En el estudio de la morfometría lo primero que se requiere es la calidad de la muestra, como la contracción, expansión y extrusión del tejido, el espesor y dirección de las lonchas durante el proceso de producción, especialmente el tecnología de tinción de cortes. La tinción consiste en teñir los componentes de tejidos o células en diferentes colores para facilitar la identificación, mejorar la mensurabilidad de la imagen del componente a medir y la expresión de sus componentes internos, y hacer que el color y el brillo del componente a medir sean significativamente diferente de su fondo. Se pueden utilizar tinciones de rutina, tinciones especiales y tinciones inmunohistoquímicas para determinar cuantitativamente la morfología de diferentes componentes y reactivos coloreados. Las lesiones se tiñeron mediante inmunohistoquímica e hibridación in situ, seguidas de mediciones morfológicas cuantitativas.
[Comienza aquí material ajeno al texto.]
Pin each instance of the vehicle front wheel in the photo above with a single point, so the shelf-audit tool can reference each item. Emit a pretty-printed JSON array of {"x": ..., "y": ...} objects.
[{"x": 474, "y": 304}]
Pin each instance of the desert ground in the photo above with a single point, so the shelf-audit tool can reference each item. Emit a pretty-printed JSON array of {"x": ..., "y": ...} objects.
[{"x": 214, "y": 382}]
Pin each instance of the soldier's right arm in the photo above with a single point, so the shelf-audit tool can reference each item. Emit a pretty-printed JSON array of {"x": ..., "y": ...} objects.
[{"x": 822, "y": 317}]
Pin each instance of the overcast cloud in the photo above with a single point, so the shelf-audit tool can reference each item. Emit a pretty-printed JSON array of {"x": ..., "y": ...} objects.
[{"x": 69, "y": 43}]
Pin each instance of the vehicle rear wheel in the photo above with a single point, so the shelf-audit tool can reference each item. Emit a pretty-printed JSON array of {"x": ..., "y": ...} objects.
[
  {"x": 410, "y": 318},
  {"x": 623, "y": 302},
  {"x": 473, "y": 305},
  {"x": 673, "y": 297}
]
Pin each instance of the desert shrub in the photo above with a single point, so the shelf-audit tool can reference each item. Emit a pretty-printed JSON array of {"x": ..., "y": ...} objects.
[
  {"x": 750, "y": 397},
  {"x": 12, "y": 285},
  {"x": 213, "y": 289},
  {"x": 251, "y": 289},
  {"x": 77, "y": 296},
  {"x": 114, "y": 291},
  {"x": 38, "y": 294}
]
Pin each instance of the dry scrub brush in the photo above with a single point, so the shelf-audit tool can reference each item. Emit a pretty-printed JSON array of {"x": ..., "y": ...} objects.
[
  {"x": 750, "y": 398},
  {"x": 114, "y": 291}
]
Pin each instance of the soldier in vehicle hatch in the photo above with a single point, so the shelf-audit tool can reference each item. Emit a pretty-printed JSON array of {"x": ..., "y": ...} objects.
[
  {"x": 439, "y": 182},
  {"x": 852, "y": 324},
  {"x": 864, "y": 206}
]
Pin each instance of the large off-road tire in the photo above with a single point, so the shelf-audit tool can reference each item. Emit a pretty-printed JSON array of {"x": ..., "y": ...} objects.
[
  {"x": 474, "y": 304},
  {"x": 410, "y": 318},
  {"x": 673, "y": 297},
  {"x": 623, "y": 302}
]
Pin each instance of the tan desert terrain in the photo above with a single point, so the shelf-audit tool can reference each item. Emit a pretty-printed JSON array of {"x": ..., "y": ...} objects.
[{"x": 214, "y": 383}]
En segundo lugar, para descubrir los parámetros estructurales característicos o indicadores cuantitativos, primero se pueden detectar varios parámetros medibles de tejidos o células o diseñar algunos parámetros basados ​​en las características morfológicas de los componentes que se van a medir, y luego utilizar métodos estadísticos para descartar parámetros útiles. para la cuantificación. Debido al alto precio del instrumento, todavía se encuentra en la etapa de investigación experimental en China y es difícil que se utilice ampliamente en la práctica clínica. La aplicación de nuevos métodos de investigación integrales, como la tecnología morfométrica y la tecnología convencional, tiene un buen valor y efecto de aplicación.
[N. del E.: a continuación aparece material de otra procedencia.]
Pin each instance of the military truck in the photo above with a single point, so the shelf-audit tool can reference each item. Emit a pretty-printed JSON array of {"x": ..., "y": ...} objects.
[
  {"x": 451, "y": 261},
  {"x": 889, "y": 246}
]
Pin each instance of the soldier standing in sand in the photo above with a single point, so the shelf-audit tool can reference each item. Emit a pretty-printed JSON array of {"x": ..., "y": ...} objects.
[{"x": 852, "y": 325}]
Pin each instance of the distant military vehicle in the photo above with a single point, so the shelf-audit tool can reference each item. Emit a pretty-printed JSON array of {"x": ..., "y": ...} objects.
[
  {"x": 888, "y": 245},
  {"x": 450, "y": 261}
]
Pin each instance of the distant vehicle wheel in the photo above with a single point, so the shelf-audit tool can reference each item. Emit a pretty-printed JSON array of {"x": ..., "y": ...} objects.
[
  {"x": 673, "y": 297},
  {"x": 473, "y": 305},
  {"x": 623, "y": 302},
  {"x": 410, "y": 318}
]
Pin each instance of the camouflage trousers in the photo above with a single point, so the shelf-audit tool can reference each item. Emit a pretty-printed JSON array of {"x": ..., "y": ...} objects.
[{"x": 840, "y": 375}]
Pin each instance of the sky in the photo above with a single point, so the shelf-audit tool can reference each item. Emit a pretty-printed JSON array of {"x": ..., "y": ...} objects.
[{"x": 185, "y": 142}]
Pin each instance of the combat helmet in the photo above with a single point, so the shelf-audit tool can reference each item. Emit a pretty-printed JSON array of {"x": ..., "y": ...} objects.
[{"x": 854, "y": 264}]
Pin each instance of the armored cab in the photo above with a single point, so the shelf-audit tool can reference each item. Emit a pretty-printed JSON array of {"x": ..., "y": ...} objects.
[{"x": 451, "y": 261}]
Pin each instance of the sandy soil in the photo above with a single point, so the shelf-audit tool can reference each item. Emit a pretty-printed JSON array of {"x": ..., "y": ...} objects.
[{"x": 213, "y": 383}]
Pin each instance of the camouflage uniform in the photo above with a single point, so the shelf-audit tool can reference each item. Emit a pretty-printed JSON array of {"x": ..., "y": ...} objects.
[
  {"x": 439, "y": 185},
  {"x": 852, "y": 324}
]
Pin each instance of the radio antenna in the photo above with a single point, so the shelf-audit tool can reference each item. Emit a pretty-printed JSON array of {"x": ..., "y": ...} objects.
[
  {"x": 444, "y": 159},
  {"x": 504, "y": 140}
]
Con la aparición de varios instrumentos nuevos y el establecimiento y uso continuo de nuevos métodos tecnológicos, la tecnología de corte en parafina se ha expandido gradualmente y ha penetrado en muchos campos nuevos, proporcionando una tecnología experimental o basada en muestras eficaz. Las secciones de tejido incluidas en parafina también se pueden utilizar para la hibridación in situ de moléculas de ácido nucleico, que pueden localizar y analizar moléculas de ADN hibridadas en el material u observar niveles de expresión génica (ARNm). Las técnicas de reacción en cadena de la polimerasa se pueden utilizar para el análisis de ADN de tejidos fijados e incluidos en parafina, llevando la investigación al nivel molecular, pero estas técnicas no se utilizarán de forma rutinaria en poco tiempo.